Paul Acda, advocaat van de omstreden zakenman Gerard Sanderink, heeft in hoger beroep een fors hogere maatregel opgelegd gekregen dan eerder van de Raad voor Discipline. Omdat de advocaat zijn onafhankelijkheid onvoldoende bewaakte, is hij nu voor 26 weken geschorst, waarvan 22 weken onvoorwaardelijk.
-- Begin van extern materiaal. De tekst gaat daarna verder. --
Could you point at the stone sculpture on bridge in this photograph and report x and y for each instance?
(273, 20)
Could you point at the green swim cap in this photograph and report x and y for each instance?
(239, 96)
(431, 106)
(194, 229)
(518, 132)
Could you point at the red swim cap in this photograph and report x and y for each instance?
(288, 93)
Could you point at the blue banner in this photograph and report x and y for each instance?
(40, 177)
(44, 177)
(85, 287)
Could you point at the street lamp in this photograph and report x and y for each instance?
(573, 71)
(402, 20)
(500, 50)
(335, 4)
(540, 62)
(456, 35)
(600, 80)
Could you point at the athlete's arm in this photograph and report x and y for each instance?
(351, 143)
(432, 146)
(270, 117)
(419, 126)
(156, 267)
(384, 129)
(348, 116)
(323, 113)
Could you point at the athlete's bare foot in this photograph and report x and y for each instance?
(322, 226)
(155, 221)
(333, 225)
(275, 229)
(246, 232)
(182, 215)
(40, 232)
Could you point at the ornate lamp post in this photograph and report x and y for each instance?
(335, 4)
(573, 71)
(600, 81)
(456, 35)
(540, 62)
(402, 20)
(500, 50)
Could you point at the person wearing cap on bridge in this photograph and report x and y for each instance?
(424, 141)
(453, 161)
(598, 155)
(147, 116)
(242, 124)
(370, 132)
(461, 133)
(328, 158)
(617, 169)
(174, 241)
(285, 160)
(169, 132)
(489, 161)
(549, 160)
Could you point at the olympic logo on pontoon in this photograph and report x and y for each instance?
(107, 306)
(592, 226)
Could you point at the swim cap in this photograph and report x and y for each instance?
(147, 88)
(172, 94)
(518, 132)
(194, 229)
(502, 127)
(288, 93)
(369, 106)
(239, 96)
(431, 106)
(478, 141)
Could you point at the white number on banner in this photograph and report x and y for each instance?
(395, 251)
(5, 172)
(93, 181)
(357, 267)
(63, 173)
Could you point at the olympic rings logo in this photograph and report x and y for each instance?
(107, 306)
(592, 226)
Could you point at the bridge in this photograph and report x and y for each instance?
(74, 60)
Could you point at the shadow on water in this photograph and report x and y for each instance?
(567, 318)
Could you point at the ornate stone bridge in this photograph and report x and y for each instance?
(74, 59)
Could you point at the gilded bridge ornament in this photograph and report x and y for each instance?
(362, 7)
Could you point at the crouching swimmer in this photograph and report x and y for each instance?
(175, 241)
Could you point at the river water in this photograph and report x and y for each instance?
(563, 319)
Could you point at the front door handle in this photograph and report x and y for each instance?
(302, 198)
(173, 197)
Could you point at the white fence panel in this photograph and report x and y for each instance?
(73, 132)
Sanderink is al jaren in een verbeten gevecht verwikkeld met zijn ex-partner Brigitte van Egten. In mei en juni 2022 stort Sanderink in totaal 150 duizend euro op de derdengeldenrekening van zijn advocaat, die er vervolgens voor zorgt dat het geld terechtkomt bij de eigenaar van lastersites Onrecht.nl en Omrecht.nl. Deze sites publiceren vervolgens een groot aantal negatieve berichten over Van Egten.
Raad van Discipline
De Raad van Discipline vindt niet dat Acda al bij de eerste twee stortingen had kunnen of moeten weten dat het geld bedoeld was om een lastercampagne tegen Van Egten te kopen. Maar bij de derde storting had de link tussen de overboekingen en het direct daarop volgen van de negatieve publicaties duidelijk moeten zijn. Zonder nader onderzoek nam hij de ontkenningen van zijn cliënt voor waarheid aan. Ook voor de voorzieningenrechter, waar een verbod op de publicaties werd geëist, betoogde hij dat zijn cliënt niets met de berichten te maken had. De Raad van Discipline vindt dat hij daarmee tuchtrechtelijk heeft gehandeld.
De derde storting deed hij toen hij zich er naar eigen zeggen al niet meer senang bij voelde.
Omdat hij met zijn handelen het vertrouwen in de advocatuur heeft geschaad, legt de Raad hem een schorsing op van zes weken, waarvan vier voorwaardelijk.
Hoger beroep
Acda vindt dat hij zijn cliënt en diens partner voldoende kritisch heeft bevraagd over de publicaties op de lastersites. Hij vindt dat hij redelijkerwijs af mocht gaan op de ontkenning dat zij daar iets mee te maken hadden. Er was volgens hem geen reden om verder onderzoek te doen naar de link tussen de betaling en de publicaties.
Hij gaat daarom in hoger beroep. Dat komt hem duur te staan. Het Hof vindt dat hij zijn onafhankelijke rol als advocaat volledig uit het oog heeft verloren. Ook nadat hij door Paul Tjiam, de advocaat van Van Egten, erop is gewezen dat op de negatieve publicaties en de link met de betalingen, liet hij zich volgens het Hof nog altijd volledig leiden door zijn cliënt. Ook toen hij zich na de zitting bij de voorzieningenrechter niet meer senang voelde over de betalingen, heeft hij er toch bewust zijn medewerking aan verleend.
Ook al heeft Acda op de zitting gezegd dat hij met de wijsheid van nu weet dat hij fout heeft gehandeld, het Hof is er niet van overtuigd dat hij zich voldoende realiseert dat hij als advocaat zijn onafhankelijkheid te allen tijde moet bewaken, ook als dit een echt kritische opstelling richting zijn cliënt vergt.
De schorsing die het Hof oplegt is daarom fors langer: 26 weken, waarvan 22 weken voorwaardelijk met een proeftijd van twee jaar.